Very often the situation of facing ten equally important tasks is based on failed planning or incorrect assessment. Having “many priorities” is a result of not saying “no” or “yes, but later” to something which is not the most important thing at a given time. When doing proper evaluation almost always one thing will qualify as “the priority”. This evaluation may take some time and force us to be realistic about capabilities - but it saves us a lot of trouble in the long run. Nobody will care or judge if a task was performed simultaneously or sequentially. In most cases it’s about the quality of the result or economic value rather than “how” something was achieved. I am convinced to achieve much more throughput and recognition when truly focusing on one thing at a time.

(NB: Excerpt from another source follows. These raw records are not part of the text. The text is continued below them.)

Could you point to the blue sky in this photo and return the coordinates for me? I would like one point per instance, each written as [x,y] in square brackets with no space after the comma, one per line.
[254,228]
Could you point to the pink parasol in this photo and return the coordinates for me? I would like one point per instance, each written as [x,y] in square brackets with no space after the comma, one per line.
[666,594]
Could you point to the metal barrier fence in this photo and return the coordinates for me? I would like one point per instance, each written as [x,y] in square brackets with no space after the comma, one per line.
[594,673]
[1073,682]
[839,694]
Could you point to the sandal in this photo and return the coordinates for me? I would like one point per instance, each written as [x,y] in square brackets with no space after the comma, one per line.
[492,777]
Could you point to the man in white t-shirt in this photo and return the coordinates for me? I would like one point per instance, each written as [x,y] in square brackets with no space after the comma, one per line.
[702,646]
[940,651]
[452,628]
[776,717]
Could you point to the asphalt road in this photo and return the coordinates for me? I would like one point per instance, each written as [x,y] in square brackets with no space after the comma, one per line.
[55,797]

As an engineer i create systems to do things efficiently and reproducibly. This may take some time but once the system is built it helps to offload things that i then don’t have to actively care about - spend very little time on the actual operation but care about results and optimize. Over time this means large quantities of tasks become automated to a point where they “just happen” and i step in if something breaks. Creating those systems, not only in a technical sense, has been my priority for the past couple of months. I realized that if i don’t clearly set and own my priority, someone or something else will dump their priorities on me - but under their conditions and at for their gain, not mine. This had profound result on many things i do (or don’t do) as part of my daily life.

While writing this about twenty people messaged, mailed or tried to call me with things that are probably irrelevant. I think about it as “Schrödinger’s Mail” - it’s not my priority until i decide to read it. Reading it has not been my priority for the past hour and nobody will care. As a result i managed to create a new blog post after more than a year of not starting with a single sentence. How’s that for proving a point?